The Unknown Known

I’m not big on art, I’m not a movie buff, and my musical spectrum is mostly confined to a few bands. Don’t even try talking to me about genres because I can’t tell them apart. So much for being a radio broadcaster.

With most films, I can’t tell you who directed the one I just watched, nor can I name its producer. It doesn’t matter to a layman like me most of the time. And so — even though I enjoy watching movies — it takes a special kind of ingenuity for me to really appreciate one. Not because I’m a discerning artist, no. Quite to the contrary: For naked eyes like mine, subtle artistic clues usually go under the radar.

And it is exactly for the reasons above that I’m delegating myself to the task of writing about Errol Morris’s documentary, The Unknown Known. Yes, I did pay attention this time because I wanted to know who made this film.

You could argue that the task of dismantling someone like Donald Rumsfeld isn’t such a hard one these days, but to reduce The Unknown Known to its journalistic-ingredients would be a sin to the art of moviemaking. *gulps*

First off, Morris’s own-invented interview technique captures the interviewees’ facial expressions and body language in a very unique way. It’s a distinction you can’t quite describe until you get to watch it. Morris explains his invention, the “Interrotron”: (via Wikipedia)
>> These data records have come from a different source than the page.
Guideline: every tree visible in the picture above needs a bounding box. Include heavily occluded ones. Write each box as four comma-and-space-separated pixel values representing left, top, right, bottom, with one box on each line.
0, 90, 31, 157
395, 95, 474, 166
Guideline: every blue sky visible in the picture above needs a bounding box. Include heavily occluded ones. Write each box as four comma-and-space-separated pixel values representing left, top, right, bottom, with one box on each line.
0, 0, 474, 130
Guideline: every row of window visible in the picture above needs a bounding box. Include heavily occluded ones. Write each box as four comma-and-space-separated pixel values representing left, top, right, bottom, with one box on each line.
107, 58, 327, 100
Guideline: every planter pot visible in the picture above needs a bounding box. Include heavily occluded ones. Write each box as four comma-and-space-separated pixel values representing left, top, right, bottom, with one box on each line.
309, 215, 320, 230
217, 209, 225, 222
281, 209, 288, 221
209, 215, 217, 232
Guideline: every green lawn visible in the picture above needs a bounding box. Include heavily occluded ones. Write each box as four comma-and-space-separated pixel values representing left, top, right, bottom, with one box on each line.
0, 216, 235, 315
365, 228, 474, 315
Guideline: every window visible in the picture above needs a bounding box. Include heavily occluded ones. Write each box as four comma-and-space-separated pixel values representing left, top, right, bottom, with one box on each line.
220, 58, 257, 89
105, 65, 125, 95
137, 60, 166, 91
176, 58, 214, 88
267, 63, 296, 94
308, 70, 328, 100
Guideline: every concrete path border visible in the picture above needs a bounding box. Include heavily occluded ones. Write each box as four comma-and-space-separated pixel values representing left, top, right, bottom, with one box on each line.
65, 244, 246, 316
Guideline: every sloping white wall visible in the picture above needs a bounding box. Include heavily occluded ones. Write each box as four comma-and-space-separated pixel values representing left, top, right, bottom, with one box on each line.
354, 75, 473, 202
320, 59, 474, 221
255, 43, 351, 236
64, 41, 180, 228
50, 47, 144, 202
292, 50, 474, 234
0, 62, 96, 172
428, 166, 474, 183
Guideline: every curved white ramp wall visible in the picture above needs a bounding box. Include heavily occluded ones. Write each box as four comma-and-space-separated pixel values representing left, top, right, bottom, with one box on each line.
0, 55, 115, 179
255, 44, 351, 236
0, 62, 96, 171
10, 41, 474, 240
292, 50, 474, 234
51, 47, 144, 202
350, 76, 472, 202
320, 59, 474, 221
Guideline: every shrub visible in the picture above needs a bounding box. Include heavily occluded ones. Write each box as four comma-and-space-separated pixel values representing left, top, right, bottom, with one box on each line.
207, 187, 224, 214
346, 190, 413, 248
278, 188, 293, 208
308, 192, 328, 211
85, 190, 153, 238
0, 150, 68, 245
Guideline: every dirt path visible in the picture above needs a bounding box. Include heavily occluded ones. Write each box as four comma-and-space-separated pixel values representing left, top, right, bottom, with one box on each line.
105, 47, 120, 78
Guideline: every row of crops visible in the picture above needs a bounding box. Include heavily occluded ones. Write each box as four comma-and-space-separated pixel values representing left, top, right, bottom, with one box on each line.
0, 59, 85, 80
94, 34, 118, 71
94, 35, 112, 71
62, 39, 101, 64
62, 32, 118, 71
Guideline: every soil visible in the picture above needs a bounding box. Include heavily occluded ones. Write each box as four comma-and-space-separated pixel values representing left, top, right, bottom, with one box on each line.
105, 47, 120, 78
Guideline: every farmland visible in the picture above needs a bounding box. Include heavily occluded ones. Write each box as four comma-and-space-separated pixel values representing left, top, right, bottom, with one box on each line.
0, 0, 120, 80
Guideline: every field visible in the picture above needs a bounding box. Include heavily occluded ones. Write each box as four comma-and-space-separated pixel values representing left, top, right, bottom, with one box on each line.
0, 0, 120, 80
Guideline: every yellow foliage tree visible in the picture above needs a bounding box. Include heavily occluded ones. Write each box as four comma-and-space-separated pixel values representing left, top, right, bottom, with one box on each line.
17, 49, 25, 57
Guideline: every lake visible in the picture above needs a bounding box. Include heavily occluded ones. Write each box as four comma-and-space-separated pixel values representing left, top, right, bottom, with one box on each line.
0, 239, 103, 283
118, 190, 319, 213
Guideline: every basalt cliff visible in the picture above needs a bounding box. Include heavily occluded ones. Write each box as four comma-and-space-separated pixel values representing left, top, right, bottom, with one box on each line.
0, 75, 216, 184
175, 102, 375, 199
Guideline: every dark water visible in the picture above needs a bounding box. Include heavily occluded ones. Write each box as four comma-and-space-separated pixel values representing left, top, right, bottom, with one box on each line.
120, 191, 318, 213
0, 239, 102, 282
Teleprompters are used to project an image on a two-way mirror. Politicians and newscasters use them so that they can read text and look into the lens of the camera at the same time. What interest me is that nobody thought of using them for anything other than to display text: read a speech or read the news and look into the lens of the camera. I changed that. I put my face on the Teleprompter or, strictly speaking, my live video image. For the first time, I could be talking to someone, and they could be talking to me and at the same time looking directly into the lens of the camera. Now, there was no looking off slightly to the side. No more faux first person. This was the true first person.

One more thing: Take this quote — for example — courtesy of Rumsfeld:

You wonder why they didn’t respond to all the efforts that were made to avoid that war. How could they be that mixed-up in what the inevitable next steps would be? Why they wouldn’t sit down and have an agonizing reappraisal and come to some logical conclusion.

The former Secretary of Defense is talking about the Iraqis, of course. But all the while, the footage shown on the screen is that of the United States Capitol. In a black and white time-lapse video that captures it just from the right angle, the sun rises on Capitol Hill as Rumsfeld shares another gem of wisdom.

The Unknown Known screen captureIt’s subtle. But subtle brilliance does not escape even an uneducated observer like me. It made me smile. So I thought I’d share it with you.